The Modern Narrative: Manufactured Ignorance

By the 1990s and early 2000s, most Westerners genuinely believed:

  • Palestinians “came from somewhere else”

  • The land was “empty”

  • Israel was “defending itself”

  • The conflict was “complex”

  • Palestinians were “new”

  • The issue was “two equal sides”

This wasn’t ignorance. It was the result of a century of propaganda.

Israel’s Hasbara machine and Western governments worked together to frame the conflict as “nuanced” instead of what it is: apartheid, murder and land theft.

The Present: The Truth Re-emerges

Dalrymple’s work — and the work of Palestinian scholars, archaeologists, and historians — is finally breaking through the Western narrative.

People are finally starting to understand that Palestinians are an indigenous people with an ancient history, a continuous presence on their land, and an erasure that was carried out for political reasons — and that what’s happening isn’t a “complex conflict” at all, but a violent settler‑colonial project.
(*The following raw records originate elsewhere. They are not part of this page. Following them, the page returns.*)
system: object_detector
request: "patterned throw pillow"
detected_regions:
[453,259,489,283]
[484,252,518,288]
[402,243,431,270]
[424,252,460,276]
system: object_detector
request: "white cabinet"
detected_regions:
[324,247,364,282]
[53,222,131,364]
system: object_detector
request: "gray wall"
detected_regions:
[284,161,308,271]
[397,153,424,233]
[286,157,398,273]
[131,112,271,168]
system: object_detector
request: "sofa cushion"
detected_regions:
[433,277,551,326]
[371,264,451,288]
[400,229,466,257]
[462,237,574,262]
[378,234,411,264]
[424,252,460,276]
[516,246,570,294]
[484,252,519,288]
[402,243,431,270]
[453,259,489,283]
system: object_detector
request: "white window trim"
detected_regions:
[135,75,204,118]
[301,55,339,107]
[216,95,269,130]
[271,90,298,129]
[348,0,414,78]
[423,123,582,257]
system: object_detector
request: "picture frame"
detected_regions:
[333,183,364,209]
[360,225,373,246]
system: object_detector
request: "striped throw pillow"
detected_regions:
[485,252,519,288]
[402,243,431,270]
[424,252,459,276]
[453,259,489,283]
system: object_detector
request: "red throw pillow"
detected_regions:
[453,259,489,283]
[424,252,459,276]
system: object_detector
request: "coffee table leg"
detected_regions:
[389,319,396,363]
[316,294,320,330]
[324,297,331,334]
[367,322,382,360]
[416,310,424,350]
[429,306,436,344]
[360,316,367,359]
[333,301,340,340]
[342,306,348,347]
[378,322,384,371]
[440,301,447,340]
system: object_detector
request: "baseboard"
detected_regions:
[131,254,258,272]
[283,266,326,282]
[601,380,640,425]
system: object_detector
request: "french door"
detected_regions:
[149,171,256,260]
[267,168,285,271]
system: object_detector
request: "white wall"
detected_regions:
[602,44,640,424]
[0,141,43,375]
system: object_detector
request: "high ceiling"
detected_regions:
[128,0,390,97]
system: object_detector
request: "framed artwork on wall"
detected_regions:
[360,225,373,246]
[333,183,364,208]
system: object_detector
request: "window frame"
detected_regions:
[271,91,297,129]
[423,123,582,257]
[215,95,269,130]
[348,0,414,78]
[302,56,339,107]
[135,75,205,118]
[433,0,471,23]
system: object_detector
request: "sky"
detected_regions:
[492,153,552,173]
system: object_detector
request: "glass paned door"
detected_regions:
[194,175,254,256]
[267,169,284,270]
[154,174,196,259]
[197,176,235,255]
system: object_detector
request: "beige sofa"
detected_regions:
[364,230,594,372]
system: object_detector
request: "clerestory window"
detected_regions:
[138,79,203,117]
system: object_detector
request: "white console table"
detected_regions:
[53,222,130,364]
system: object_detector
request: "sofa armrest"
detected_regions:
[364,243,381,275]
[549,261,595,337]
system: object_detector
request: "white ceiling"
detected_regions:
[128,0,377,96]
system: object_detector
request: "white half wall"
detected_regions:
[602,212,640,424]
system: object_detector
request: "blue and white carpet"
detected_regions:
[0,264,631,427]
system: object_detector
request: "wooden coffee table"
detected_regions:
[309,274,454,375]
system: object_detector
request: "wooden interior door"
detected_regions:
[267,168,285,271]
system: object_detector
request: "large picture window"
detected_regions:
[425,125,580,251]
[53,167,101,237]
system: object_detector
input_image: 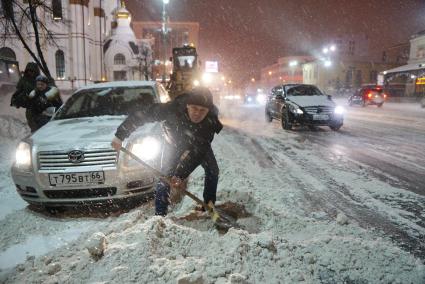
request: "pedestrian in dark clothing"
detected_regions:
[10,62,40,108]
[112,87,223,216]
[26,75,62,132]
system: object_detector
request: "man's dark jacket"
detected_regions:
[115,95,223,178]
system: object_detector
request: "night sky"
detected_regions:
[126,0,425,85]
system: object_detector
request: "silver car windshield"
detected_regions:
[55,86,155,119]
[286,85,324,96]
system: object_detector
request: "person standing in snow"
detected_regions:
[10,62,40,108]
[112,87,223,216]
[25,75,62,132]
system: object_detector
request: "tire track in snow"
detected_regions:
[265,135,425,260]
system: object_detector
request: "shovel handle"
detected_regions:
[120,147,214,211]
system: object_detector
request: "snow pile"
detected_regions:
[4,207,425,283]
[0,103,425,284]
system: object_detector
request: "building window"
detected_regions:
[114,71,127,81]
[355,70,363,87]
[55,50,65,79]
[52,0,62,20]
[114,53,125,65]
[369,70,378,83]
[348,40,356,55]
[0,47,16,60]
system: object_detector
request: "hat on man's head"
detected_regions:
[186,87,214,109]
[35,75,49,84]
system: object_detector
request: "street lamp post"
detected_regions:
[162,0,170,84]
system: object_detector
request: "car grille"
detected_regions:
[304,106,334,114]
[44,187,117,199]
[38,149,117,170]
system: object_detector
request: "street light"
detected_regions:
[324,60,332,67]
[289,60,298,67]
[162,0,170,83]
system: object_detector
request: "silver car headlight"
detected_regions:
[15,142,31,168]
[289,104,304,114]
[130,137,161,161]
[334,106,345,115]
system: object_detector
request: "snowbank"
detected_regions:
[0,100,425,284]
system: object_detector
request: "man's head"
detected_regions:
[24,62,40,80]
[35,75,49,91]
[186,87,214,123]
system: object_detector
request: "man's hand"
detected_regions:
[111,137,122,152]
[169,176,187,204]
[170,176,184,191]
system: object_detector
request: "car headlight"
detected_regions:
[334,106,345,115]
[256,95,266,104]
[130,137,161,161]
[15,142,31,168]
[289,105,304,114]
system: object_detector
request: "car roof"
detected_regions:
[77,81,157,91]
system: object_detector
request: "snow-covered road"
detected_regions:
[0,98,425,283]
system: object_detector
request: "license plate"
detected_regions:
[49,172,105,186]
[313,114,329,120]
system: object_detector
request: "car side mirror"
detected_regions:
[43,107,56,116]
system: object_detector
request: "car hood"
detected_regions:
[287,96,335,107]
[30,116,157,151]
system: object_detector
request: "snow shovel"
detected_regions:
[120,147,240,231]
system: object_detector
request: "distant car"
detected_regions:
[244,93,266,105]
[11,81,169,207]
[348,86,387,107]
[265,84,344,131]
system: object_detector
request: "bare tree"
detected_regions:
[0,0,57,82]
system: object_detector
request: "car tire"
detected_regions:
[329,123,342,131]
[280,109,292,130]
[264,110,273,122]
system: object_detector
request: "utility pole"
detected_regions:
[162,0,170,84]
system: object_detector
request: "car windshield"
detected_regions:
[55,86,155,119]
[286,85,324,96]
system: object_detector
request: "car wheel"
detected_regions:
[281,109,292,130]
[329,123,342,131]
[265,110,273,122]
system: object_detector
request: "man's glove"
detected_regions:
[168,176,187,204]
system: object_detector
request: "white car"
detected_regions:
[12,81,169,207]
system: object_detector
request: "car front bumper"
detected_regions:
[293,113,344,126]
[11,166,155,206]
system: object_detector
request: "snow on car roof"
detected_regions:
[78,81,156,91]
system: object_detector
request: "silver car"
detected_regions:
[12,81,169,207]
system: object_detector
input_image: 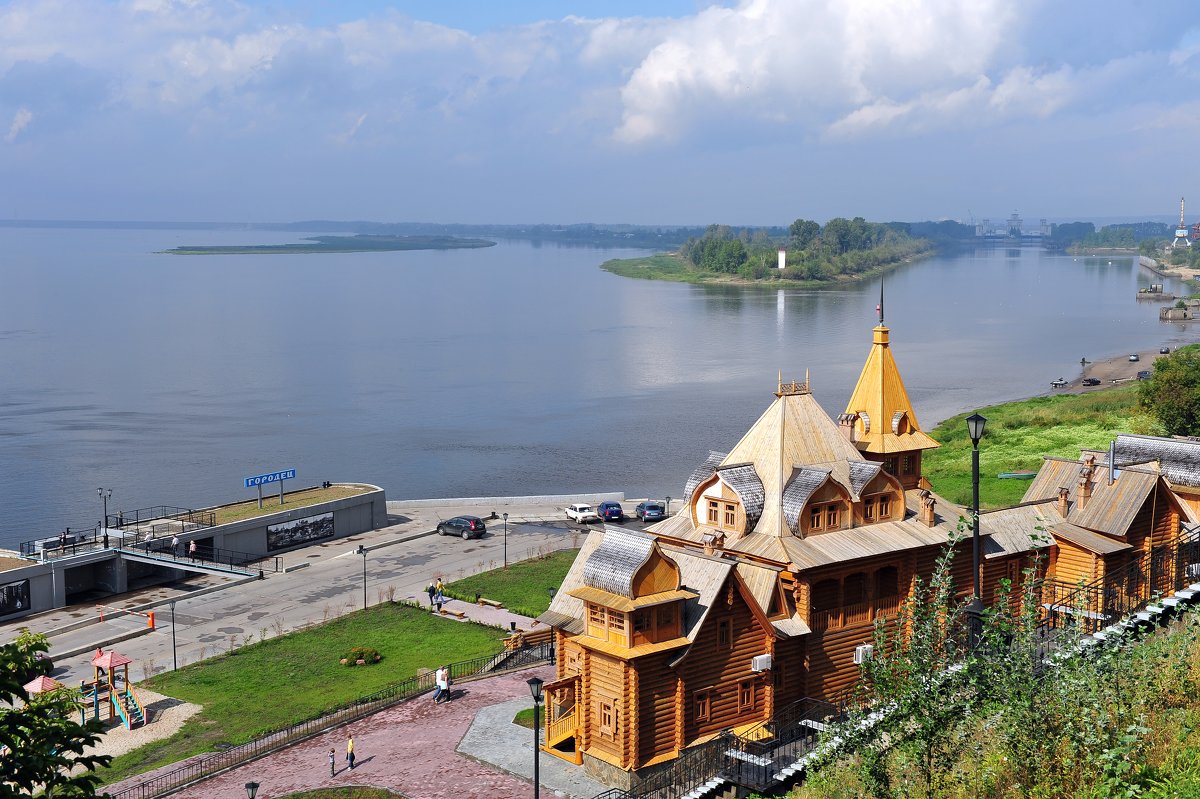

The world is waking up because Palestinians themselves forced the truth into the public eye, and they paid a brutal price for it — a price measured in staggering amounts of blood spilled, in bodies and lives shown across our screens in 4K for the last three years.

Conclusion

The history of Palestine is not vague. It is not disputed. It is not by any means unclear. It is one of the best-documented histories in the region. The people of Palestine have lived on that land for thousands of years. They survived every empire. They built cities, farms, markets, and communities that lasted millennia.

Jesus himself was a native of Palestine, part of the same Levantine population that modern Palestinians descend from. The attempt to detach him from Palestine is part of the same Western erasure that tried to detach Palestinians from their own land.